Political News

Dal Khalsa want Indian Home minister to take up cases of Sikh detainees also

By Sikh Siyasat Bureau

September 30, 2013

Amritsar, Punjab (September 30, 2013): Reacting to the statement of Union Home Minister Sushil Kumar Shinde that no innocent Muslim youth should be wrongfully detained in the name of terror, the Dal Khalsa drew Shinde’s attention towards wrongful detention of Sikh youth in Punjab and elsewhere under the garb of fighting “militancy” and urged him to take up their cases also.

Notably, Home Minister Shinde has shot off a letter to Chief Ministers, expressing his reservation on alleged harassment of innocent Muslim youth by law enforcement agencies.

Party head H S Dhami cited the unwarranted detention of Kulvir Singh Barapind –the only opposition member of the SGPC and President of the Akali Dal (Panch Pardhani) and Daljit Singh under the Unlawful Activities (Prevention) Act, 1967.
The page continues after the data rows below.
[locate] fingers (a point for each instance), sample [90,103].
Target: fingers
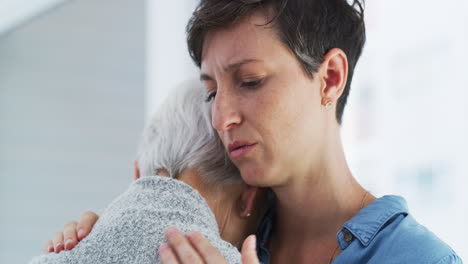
[69,233]
[166,255]
[58,242]
[249,251]
[208,253]
[86,223]
[49,247]
[181,247]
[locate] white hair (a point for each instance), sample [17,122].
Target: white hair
[180,136]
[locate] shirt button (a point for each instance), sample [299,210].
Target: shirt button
[348,237]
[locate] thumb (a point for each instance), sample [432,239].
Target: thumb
[249,252]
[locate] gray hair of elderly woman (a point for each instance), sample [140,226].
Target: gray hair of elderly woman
[180,136]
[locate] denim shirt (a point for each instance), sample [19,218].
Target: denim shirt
[382,232]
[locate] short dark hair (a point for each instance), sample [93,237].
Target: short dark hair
[309,28]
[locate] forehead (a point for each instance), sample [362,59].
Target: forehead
[248,39]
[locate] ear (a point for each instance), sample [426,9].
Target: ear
[136,171]
[334,73]
[247,200]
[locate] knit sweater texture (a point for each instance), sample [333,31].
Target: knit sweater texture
[131,229]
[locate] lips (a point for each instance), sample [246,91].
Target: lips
[238,149]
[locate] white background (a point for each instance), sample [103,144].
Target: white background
[404,129]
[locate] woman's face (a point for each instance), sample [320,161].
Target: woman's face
[266,110]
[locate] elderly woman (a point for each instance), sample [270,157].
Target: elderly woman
[202,191]
[277,74]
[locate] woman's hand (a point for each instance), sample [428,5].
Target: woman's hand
[195,248]
[72,233]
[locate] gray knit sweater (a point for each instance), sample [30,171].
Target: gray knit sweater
[131,229]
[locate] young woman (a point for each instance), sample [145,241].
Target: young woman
[187,182]
[277,74]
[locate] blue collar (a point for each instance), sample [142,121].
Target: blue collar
[371,219]
[365,225]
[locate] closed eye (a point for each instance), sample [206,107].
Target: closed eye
[210,97]
[251,84]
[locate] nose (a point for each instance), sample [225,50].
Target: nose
[225,111]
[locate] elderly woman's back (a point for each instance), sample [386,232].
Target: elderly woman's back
[179,143]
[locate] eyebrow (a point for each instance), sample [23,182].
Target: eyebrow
[229,68]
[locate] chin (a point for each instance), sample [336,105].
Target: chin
[252,175]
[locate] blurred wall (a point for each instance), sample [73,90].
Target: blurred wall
[71,113]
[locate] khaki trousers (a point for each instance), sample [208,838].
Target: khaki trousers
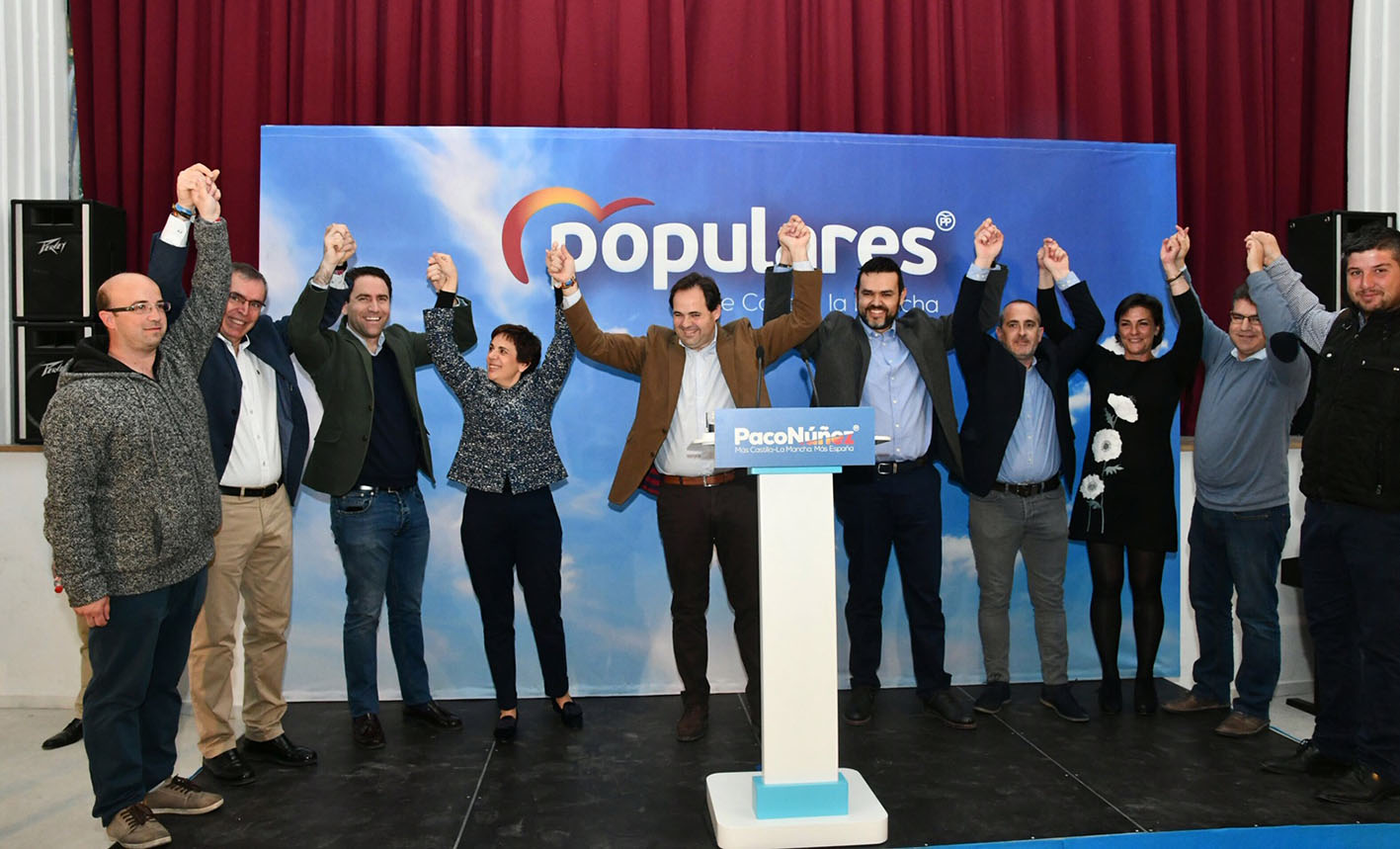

“It is most disgusting that the two leaders were tortured and their family members were harassed and maltreated”, he rued.

The statement reads: Daljit Singh is a political dissenter and he is inconvenient to the present establishment of Punjab. It is in pursuance of this undemocratic mission that the Badal led government continues to gag him and prolong his detention.

In the last one month, under one pretext or another, but ostensibly with the same-old reason of curbing militancy in Punjab, there have been a string of arrests under Unlawful Activities (Prevention) Act, 1967, he said and accused the ruling Akali Dal-BJP government of deploying the police for political purposes.

The Dal Khalsa leader further said there was classic example of violation of rights of a prisoner, namely Lal Singh @ Manjit Singh convicted for life imprisonment. He has spent 21 years behind bars, even though the maximum imprisonment is 14 years.

He said the Home Minister has rightly realized though lately that the minority youth have started feeling that they are deliberately targeted and deprived of their basis civil, political as well as human rights.